Suppression of genome instability by redundant S-phase checkpoint pathways in Saccharomyces cerevisiae

Abstract

Cancer cells show increased genome rearrangements, although it is unclear what defects cause these rearrangements. Previous studies have implicated the Saccharomyces cerevisiae replication checkpoint in the suppression of spontaneous genome rearrangements. In the present study, low doses of methyl methane sulfonate that activate the intra-S checkpoint but not the G₁ or G₂ DNA damage checkpoints were found to cause increased accumulation of genome rearrangements in both wild-type strains and to an even greater extent in strains containing mutations causing defects in the intra-S checkpoint. The rearrangements were primarily translocations or events resulting in deletion of a portion of a chromosome arm along with the addition of a new telomere. Combinations of mutations causing individual defects in the RAD24 or SGS1 branches of the intra-S checkpoint or the replication checkpoint showed synergistic interactions with regard to the spontaneous genome instability rate.

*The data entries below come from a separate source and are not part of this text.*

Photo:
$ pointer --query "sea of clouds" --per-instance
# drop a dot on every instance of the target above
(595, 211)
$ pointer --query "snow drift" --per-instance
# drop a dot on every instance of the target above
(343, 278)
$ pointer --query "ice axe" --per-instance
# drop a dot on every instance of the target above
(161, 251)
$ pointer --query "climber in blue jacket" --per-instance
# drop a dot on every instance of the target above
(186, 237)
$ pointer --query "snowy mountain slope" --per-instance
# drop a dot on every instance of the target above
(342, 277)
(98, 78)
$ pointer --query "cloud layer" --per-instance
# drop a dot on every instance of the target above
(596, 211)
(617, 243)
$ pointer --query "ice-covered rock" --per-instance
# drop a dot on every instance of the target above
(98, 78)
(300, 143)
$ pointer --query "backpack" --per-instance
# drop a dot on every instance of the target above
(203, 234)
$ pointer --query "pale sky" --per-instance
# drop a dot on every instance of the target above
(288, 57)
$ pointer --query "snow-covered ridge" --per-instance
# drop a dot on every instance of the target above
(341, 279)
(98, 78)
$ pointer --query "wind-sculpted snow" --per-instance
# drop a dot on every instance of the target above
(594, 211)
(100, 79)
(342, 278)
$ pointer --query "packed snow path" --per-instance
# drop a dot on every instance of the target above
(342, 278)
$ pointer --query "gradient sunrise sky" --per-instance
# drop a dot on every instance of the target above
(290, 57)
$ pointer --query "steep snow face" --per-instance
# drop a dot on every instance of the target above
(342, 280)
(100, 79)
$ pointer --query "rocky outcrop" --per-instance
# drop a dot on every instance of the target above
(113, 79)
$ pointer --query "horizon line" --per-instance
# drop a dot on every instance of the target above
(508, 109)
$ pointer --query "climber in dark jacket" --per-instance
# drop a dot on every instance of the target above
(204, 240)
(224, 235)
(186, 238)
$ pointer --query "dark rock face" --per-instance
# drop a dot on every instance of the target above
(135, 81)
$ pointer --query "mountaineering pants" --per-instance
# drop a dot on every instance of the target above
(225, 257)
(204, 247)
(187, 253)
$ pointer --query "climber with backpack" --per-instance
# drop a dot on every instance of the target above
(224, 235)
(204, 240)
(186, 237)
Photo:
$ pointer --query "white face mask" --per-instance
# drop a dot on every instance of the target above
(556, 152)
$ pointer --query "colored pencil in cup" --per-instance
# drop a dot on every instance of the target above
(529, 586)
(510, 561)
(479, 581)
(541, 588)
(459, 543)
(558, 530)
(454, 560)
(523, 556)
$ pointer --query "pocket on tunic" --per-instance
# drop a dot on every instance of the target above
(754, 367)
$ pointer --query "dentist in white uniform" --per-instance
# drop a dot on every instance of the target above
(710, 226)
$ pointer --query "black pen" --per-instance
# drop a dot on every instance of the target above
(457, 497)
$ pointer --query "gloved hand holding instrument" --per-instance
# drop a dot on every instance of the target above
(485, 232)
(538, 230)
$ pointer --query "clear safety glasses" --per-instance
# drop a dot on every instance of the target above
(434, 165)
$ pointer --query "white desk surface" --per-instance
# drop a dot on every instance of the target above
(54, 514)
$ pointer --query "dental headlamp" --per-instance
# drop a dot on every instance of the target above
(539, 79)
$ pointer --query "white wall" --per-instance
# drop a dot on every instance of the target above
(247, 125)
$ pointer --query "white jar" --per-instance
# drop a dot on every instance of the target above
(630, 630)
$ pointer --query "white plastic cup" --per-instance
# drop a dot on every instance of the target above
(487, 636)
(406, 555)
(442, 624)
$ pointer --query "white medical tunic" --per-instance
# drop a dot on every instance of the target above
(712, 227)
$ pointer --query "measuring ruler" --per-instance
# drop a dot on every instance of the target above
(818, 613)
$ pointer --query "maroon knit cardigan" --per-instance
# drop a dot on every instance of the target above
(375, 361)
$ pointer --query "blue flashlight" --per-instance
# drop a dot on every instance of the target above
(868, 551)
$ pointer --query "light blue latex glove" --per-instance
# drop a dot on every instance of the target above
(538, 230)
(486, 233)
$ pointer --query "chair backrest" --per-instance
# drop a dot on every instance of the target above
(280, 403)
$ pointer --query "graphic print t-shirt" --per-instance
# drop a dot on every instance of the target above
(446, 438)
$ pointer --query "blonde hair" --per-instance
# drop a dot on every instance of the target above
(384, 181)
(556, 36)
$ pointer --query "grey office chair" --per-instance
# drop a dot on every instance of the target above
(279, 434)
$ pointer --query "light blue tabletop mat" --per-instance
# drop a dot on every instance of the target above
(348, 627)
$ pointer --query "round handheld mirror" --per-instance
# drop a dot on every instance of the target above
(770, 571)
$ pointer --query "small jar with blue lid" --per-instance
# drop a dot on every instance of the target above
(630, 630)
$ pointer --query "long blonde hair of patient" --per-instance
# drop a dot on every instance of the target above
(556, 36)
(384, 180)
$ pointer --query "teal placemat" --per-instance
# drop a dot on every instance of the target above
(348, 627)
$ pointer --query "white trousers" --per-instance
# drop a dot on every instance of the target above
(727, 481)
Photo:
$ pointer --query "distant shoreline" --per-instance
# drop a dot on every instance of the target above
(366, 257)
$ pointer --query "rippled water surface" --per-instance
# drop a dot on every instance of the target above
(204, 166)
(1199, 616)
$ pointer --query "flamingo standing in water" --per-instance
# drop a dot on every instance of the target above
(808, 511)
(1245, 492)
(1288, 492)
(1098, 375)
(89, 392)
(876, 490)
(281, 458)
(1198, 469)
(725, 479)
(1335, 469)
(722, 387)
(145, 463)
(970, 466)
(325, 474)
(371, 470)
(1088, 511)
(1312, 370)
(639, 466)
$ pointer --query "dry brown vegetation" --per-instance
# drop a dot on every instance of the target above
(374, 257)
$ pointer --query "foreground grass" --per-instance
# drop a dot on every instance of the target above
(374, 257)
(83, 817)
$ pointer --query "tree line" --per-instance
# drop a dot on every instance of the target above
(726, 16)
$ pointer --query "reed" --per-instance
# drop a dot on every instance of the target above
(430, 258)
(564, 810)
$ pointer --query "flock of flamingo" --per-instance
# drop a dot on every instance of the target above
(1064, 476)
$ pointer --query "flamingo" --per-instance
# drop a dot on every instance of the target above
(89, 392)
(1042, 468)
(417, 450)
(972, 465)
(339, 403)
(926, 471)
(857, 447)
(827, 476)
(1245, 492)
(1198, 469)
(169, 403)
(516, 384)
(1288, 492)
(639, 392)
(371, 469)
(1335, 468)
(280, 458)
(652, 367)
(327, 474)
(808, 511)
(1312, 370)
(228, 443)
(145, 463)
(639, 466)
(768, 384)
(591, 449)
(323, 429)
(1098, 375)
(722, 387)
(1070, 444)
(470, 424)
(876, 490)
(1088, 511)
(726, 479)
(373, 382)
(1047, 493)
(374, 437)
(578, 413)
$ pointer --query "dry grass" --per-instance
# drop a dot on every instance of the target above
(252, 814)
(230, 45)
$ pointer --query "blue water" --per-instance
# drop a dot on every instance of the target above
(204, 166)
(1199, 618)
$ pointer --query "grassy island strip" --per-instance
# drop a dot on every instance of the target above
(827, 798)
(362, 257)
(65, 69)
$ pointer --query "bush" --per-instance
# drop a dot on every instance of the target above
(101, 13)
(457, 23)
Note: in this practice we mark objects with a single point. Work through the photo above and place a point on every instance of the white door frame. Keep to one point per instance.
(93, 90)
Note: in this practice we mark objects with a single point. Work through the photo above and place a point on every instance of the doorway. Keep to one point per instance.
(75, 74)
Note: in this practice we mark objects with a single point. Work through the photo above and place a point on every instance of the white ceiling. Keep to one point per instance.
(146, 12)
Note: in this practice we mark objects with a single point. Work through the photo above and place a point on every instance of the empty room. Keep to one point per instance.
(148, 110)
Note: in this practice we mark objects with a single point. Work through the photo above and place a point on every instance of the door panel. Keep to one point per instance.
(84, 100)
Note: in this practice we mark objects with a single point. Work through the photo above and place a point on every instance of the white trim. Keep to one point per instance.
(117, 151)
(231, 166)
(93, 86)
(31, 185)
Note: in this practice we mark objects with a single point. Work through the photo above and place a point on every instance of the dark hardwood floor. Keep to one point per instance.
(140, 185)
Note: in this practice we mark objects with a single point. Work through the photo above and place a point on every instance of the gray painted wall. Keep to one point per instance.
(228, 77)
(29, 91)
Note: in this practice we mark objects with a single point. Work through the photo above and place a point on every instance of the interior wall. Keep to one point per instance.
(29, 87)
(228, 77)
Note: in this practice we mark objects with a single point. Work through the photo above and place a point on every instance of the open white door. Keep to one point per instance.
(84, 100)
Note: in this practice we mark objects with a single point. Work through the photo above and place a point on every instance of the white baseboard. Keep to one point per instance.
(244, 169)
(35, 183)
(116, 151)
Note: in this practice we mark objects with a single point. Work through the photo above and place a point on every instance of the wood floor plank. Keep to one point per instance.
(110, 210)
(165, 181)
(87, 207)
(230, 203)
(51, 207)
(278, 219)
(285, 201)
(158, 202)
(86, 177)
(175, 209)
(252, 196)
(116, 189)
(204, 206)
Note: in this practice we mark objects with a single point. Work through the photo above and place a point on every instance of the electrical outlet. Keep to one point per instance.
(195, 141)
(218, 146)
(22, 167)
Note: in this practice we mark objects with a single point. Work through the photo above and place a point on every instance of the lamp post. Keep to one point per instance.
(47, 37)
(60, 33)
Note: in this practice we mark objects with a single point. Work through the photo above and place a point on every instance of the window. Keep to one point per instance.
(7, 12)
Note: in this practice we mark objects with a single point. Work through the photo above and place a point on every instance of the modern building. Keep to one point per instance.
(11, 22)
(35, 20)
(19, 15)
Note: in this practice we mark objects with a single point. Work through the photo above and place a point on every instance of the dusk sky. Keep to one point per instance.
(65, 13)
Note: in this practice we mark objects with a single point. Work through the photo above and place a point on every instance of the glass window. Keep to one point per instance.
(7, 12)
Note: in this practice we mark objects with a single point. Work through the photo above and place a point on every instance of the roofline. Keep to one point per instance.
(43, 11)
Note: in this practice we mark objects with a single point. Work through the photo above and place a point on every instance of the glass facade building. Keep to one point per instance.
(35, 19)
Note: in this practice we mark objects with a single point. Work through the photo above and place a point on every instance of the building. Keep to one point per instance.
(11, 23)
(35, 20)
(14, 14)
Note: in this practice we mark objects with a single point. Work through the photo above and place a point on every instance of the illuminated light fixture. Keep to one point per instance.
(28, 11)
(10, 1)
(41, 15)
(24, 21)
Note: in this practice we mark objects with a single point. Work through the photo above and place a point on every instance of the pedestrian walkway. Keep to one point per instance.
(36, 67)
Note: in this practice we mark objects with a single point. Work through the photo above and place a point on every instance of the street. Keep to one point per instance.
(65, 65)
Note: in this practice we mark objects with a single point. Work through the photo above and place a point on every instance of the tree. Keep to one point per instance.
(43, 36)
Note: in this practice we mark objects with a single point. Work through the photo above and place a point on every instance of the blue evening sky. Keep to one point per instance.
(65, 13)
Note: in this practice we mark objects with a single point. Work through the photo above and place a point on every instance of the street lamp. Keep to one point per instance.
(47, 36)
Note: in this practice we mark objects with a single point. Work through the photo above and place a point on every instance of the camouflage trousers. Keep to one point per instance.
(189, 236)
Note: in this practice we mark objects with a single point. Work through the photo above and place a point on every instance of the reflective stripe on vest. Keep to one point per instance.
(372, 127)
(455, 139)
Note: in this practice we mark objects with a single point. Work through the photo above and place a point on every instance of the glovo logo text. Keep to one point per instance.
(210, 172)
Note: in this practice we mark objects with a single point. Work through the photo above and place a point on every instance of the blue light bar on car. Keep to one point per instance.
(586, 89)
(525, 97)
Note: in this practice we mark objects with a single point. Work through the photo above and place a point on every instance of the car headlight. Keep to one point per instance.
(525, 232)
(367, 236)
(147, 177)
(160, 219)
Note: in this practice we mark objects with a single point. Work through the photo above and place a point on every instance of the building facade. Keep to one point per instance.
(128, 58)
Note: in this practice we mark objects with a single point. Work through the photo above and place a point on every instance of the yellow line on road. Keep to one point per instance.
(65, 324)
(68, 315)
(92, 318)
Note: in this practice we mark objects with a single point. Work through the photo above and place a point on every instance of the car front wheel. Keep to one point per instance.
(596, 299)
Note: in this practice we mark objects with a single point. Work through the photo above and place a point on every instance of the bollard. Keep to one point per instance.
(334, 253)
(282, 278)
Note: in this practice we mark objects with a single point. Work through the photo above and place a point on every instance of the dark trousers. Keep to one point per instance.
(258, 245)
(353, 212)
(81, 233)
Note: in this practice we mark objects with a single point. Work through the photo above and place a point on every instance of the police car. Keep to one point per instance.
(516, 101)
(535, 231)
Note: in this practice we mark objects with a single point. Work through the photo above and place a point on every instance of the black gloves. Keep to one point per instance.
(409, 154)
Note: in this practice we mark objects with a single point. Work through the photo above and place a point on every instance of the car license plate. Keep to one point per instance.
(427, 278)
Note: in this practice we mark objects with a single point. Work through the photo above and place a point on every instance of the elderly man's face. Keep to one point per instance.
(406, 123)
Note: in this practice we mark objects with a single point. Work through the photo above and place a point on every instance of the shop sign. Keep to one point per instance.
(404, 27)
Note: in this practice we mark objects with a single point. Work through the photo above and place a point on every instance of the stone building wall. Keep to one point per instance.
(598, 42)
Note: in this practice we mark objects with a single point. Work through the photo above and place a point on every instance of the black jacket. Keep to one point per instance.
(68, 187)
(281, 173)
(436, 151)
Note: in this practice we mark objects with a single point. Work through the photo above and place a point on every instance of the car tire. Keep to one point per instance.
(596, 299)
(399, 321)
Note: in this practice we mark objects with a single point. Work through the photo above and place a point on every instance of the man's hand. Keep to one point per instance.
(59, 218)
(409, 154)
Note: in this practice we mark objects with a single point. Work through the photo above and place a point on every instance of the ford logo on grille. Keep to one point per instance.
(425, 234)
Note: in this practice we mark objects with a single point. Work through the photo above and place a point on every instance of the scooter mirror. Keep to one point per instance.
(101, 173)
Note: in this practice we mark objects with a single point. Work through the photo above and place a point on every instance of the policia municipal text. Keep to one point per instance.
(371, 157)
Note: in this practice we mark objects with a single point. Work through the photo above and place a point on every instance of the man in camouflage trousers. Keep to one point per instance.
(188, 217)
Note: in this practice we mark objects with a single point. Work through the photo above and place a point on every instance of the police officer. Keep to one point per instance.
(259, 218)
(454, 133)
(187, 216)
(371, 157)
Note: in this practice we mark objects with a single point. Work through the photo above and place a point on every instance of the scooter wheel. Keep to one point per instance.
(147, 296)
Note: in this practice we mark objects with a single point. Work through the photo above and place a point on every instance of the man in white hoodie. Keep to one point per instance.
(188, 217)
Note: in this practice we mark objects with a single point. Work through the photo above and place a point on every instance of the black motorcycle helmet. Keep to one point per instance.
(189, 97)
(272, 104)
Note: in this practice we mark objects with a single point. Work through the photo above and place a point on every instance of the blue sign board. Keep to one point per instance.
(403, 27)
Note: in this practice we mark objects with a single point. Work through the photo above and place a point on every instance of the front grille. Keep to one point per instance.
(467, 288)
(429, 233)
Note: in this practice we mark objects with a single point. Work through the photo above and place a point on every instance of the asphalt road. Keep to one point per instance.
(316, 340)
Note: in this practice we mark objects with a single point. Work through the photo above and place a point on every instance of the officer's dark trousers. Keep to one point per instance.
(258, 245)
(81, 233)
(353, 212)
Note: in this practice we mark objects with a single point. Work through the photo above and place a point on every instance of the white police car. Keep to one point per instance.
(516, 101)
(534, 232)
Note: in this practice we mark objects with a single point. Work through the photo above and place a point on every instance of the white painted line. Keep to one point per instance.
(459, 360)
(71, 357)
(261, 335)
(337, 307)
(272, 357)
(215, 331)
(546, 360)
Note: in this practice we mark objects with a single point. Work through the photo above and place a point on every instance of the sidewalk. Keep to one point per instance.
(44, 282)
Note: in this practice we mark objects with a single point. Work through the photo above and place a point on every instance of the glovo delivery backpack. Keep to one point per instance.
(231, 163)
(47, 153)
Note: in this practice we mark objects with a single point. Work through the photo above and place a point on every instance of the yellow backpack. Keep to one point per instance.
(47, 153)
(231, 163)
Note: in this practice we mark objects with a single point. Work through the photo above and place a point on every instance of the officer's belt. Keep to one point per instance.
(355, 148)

PDS1 and the RAD50–MRE11–XRS2 complex were found to be important members of all the S-phase checkpoints in suppressing genome instability, whereas RAD53 only seemed to play a role in the intra-S checkpoints. Combinations of mutations that seem to result in inactivation of the S-phase checkpoints and critical effectors resulted in as much as 12,000–14,000-fold increases in the genome instability rate. These data support the view that spontaneous genome rearrangements result from DNA replication errors and indicate that there is a high degree of redundancy among the checkpoints that act in S phase to suppress such genome instability.